From mboxrd@z Thu Jan  1 00:00:00 1970
From: nicolas.pitre@linaro.org (Nicolas Pitre)
Date: Wed, 09 Jan 2013 19:20:40 -0500
Subject: [PATCH 05/16] ARM: bL_head: vlock-based first man election
In-Reply-To: <1357777251-13541-1-git-send-email-nicolas.pitre@linaro.org>
References: <1357777251-13541-1-git-send-email-nicolas.pitre@linaro.org>
Message-ID: <1357777251-13541-6-git-send-email-nicolas.pitre@linaro.org>
To: linux-arm-kernel@lists.infradead.org
List-Id: linux-arm-kernel.lists.infradead.org

From: Dave Martin <dave.martin@linaro.org>

Instead of requiring the first man to be elected in advance (which
can be suboptimal in some situations), this patch uses a per-
cluster mutex to co-ordinate selection of the first man.

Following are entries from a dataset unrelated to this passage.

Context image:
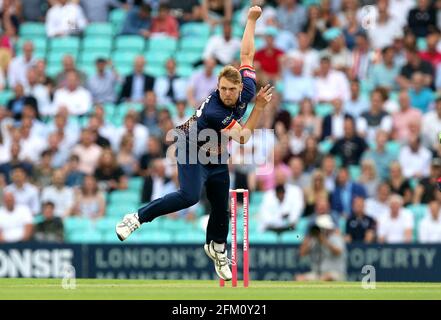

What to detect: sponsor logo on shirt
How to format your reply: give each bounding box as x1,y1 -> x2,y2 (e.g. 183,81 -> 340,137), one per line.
243,70 -> 256,79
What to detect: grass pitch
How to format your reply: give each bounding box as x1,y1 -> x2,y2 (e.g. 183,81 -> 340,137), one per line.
1,279 -> 441,300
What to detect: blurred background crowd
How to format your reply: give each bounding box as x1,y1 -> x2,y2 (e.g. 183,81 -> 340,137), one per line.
0,0 -> 441,247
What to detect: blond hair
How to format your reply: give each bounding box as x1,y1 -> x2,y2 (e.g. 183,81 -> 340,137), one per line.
218,65 -> 242,84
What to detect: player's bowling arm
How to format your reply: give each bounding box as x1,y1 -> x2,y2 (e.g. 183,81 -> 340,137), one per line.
240,6 -> 261,67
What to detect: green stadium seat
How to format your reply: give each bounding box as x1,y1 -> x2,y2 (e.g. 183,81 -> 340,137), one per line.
114,63 -> 133,77
85,23 -> 114,37
180,37 -> 206,53
176,64 -> 194,78
50,37 -> 81,52
385,140 -> 401,158
45,64 -> 63,78
145,65 -> 167,78
408,204 -> 428,241
109,190 -> 141,205
0,90 -> 14,105
102,231 -> 122,243
106,202 -> 139,217
16,37 -> 47,53
128,177 -> 144,191
47,50 -> 78,65
82,37 -> 113,52
68,231 -> 102,243
144,50 -> 173,66
280,231 -> 303,244
112,50 -> 139,66
315,103 -> 334,117
64,217 -> 93,233
148,36 -> 178,52
349,165 -> 361,181
255,37 -> 265,50
180,22 -> 211,38
318,139 -> 334,153
114,35 -> 145,52
119,102 -> 143,114
417,37 -> 427,52
78,64 -> 96,78
160,218 -> 193,232
283,103 -> 299,117
19,22 -> 46,38
294,217 -> 310,237
79,50 -> 111,65
175,51 -> 201,65
110,9 -> 127,33
251,232 -> 279,244
174,231 -> 206,243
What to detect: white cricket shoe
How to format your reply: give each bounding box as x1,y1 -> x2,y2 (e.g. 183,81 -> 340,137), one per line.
204,241 -> 233,281
115,213 -> 140,241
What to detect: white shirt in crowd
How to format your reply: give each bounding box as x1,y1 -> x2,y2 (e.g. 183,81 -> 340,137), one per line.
398,145 -> 432,178
287,49 -> 320,77
356,114 -> 393,143
113,124 -> 149,158
377,208 -> 414,243
0,204 -> 33,243
8,55 -> 36,88
41,186 -> 75,218
45,2 -> 87,37
52,86 -> 93,116
367,17 -> 403,50
259,184 -> 304,232
331,113 -> 346,140
203,35 -> 241,65
421,110 -> 441,148
365,197 -> 389,221
314,70 -> 350,102
4,183 -> 40,216
418,211 -> 441,243
19,132 -> 48,163
25,83 -> 53,116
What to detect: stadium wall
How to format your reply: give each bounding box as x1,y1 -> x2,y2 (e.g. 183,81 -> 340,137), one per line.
0,243 -> 440,281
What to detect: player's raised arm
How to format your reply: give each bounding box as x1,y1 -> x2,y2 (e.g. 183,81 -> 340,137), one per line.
240,6 -> 262,67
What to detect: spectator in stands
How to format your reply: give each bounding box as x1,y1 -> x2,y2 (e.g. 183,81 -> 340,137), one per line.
87,58 -> 120,105
398,47 -> 434,90
6,83 -> 38,121
362,130 -> 396,181
32,149 -> 55,188
0,192 -> 33,243
201,0 -> 232,27
118,56 -> 155,103
150,3 -> 179,38
345,196 -> 376,243
7,41 -> 35,88
172,100 -> 190,127
254,26 -> 284,81
387,161 -> 413,206
341,9 -> 363,51
168,0 -> 202,23
116,134 -> 138,176
314,56 -> 350,103
288,156 -> 310,190
33,201 -> 64,243
0,143 -> 33,184
419,29 -> 441,68
259,170 -> 304,233
344,79 -> 369,118
296,213 -> 346,281
358,159 -> 381,198
418,200 -> 441,243
288,116 -> 307,155
203,20 -> 241,66
187,57 -> 217,108
86,114 -> 112,149
322,28 -> 352,73
46,133 -> 69,169
40,169 -> 74,218
300,136 -> 323,172
120,3 -> 151,37
138,91 -> 160,136
378,194 -> 413,243
71,128 -> 103,175
356,88 -> 393,144
413,158 -> 441,204
45,0 -> 88,37
80,0 -> 120,23
4,167 -> 40,216
141,158 -> 171,203
286,32 -> 319,77
138,136 -> 163,177
47,108 -> 80,150
392,90 -> 423,143
94,148 -> 128,192
422,95 -> 441,150
408,72 -> 435,113
321,154 -> 336,192
277,0 -> 306,36
25,67 -> 52,116
115,111 -> 149,158
398,135 -> 432,179
365,182 -> 391,222
64,154 -> 84,187
297,98 -> 321,139
321,98 -> 353,141
22,0 -> 47,22
331,166 -> 367,219
281,56 -> 314,103
367,0 -> 403,50
407,0 -> 437,38
330,117 -> 368,166
52,71 -> 92,116
153,58 -> 187,106
70,175 -> 106,220
16,117 -> 47,164
303,169 -> 329,217
55,55 -> 87,88
369,46 -> 401,92
257,145 -> 291,191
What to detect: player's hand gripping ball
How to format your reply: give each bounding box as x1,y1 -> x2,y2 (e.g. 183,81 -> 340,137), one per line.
248,5 -> 262,21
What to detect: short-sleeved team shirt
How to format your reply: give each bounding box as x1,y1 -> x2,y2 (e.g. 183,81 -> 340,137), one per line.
176,65 -> 257,157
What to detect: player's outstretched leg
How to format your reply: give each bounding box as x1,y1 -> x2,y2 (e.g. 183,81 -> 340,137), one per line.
203,166 -> 232,280
116,162 -> 202,241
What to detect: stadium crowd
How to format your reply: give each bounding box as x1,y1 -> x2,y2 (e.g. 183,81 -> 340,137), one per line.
1,0 -> 441,246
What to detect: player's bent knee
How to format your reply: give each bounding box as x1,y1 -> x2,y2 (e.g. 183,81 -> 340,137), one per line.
179,191 -> 199,207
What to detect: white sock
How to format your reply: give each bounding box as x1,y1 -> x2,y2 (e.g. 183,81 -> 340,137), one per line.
213,241 -> 225,252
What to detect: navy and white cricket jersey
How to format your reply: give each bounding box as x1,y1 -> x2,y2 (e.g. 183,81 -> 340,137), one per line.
176,65 -> 256,157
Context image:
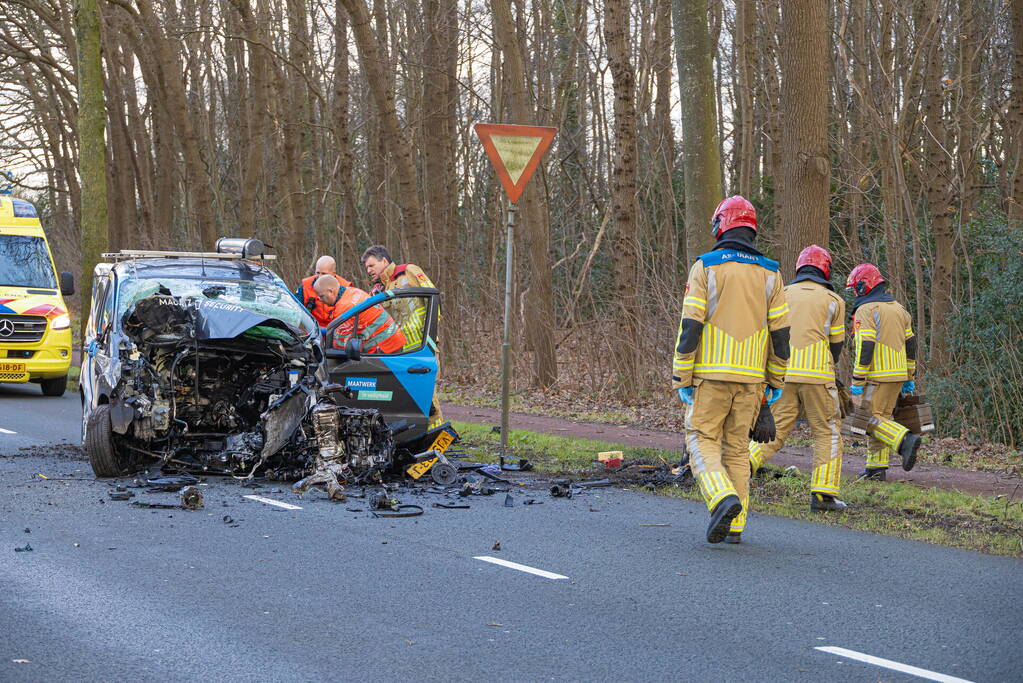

This should also make it more feasible to reuse this code path for
asynchronous cluster resume (as in CPUidle scenarios).

Signed-off-by: Dave Martin <dave.martin@linaro.org>
Signed-off-by: Nicolas Pitre <nicolas.pitre@linaro.org>
---
 arch/arm/common/Makefile  |  2 +-
 arch/arm/common/bL_head.S | 91 ++++++++++++++++++++++++++++++++++++++++-------
 2 files changed, 80 insertions(+), 13 deletions(-)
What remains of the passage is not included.